Erik van den Doel (born 15 May 1979), is a Dutch chess Grandmaster (GM) (1998), two-times European Team Chess Championship winner (2001, 2005).

==Biography==
In the 1990s and 2000s Erik van den Doel was one of the leading Dutch chess players. In 2001, in Leeuwarden he shared first place with Loek van Wely in Dutch Chess Championship but lost additional match for the title of national champion.

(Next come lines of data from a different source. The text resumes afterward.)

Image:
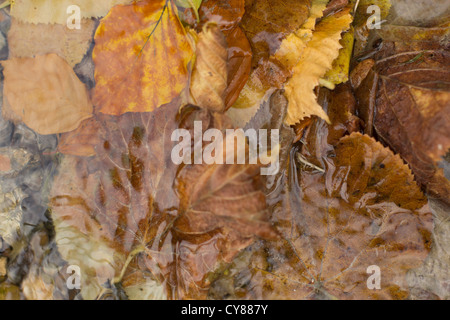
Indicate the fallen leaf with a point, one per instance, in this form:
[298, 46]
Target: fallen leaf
[364, 210]
[316, 59]
[226, 13]
[209, 78]
[406, 93]
[26, 40]
[128, 75]
[45, 94]
[82, 141]
[271, 74]
[239, 65]
[56, 11]
[131, 218]
[339, 72]
[267, 23]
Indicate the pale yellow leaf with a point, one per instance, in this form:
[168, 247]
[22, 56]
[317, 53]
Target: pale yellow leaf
[316, 60]
[45, 93]
[55, 11]
[341, 66]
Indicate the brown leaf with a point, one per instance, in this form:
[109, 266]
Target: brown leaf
[129, 74]
[267, 22]
[26, 40]
[226, 13]
[407, 95]
[55, 11]
[239, 65]
[137, 220]
[364, 210]
[45, 94]
[209, 77]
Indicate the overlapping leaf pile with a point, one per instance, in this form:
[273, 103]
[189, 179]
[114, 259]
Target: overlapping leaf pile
[140, 226]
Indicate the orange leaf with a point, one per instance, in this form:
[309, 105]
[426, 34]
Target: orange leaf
[128, 58]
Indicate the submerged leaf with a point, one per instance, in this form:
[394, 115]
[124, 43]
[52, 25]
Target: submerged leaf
[209, 77]
[55, 11]
[407, 95]
[365, 210]
[316, 59]
[26, 40]
[45, 94]
[129, 73]
[130, 217]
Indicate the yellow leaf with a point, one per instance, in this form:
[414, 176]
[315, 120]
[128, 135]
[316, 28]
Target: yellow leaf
[209, 77]
[341, 66]
[288, 55]
[316, 59]
[55, 11]
[29, 40]
[45, 94]
[142, 62]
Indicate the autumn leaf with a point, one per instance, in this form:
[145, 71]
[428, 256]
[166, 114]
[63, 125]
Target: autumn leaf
[210, 74]
[364, 210]
[193, 4]
[128, 75]
[26, 40]
[130, 217]
[227, 14]
[272, 73]
[55, 11]
[316, 59]
[83, 140]
[339, 72]
[406, 95]
[45, 94]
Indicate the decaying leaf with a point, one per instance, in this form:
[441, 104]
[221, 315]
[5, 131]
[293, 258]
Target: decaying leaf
[26, 40]
[128, 219]
[45, 94]
[56, 11]
[227, 14]
[406, 93]
[273, 72]
[82, 141]
[316, 59]
[339, 72]
[365, 210]
[129, 74]
[209, 77]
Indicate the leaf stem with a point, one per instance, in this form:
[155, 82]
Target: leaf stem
[156, 26]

Erik van den Doel is winner of many international chess tournaments, including Alphen aan den Rijn (1995), London (1998), Haarlem (1998), Dieren (1998, 2007), Neckar Open in Deizisau (1999), Lisbon (2000), Bussum (2005), Bad Zwesten (2006), Leiden (2007, 2008).

Erik van den Doel played for Netherlands in the Chess Olympiads:
- In 1998, at fourth board in the 33rd Chess Olympiad in Elista (+4, =3, -1),
- In 2002, at fourth board in the 35th Chess Olympiad in Bled (+5, =0, -4),
- In 2004, at first reserve board in the 36th Chess Olympiad in Calvià (+3, =3, -2),
- In 2006, at first reserve board in the 37th Chess Olympiad in Turin (+1, =3, -1).

Erik van den Doel played for Netherlands in the European Team Chess Championships:
- In 2001, at fourth board in the 13th European Team Chess Championship in León (+3, =1, -1) and won team gold and individual bronze medal,
- In 2003, at third board in the 14th European Team Chess Championship in Plovdiv (+1, =3, -2),
- In 2005, at reserve board in the 15th European Team Chess Championship in Gothenburg (+1, =4, -0) and won team gold medal,
- In 2007, at fourth board in the 16th European Team Chess Championship in Heraklion (+1, =4, -1).

In 1998, he was awarded the FIDE Grandmaster (GM) title.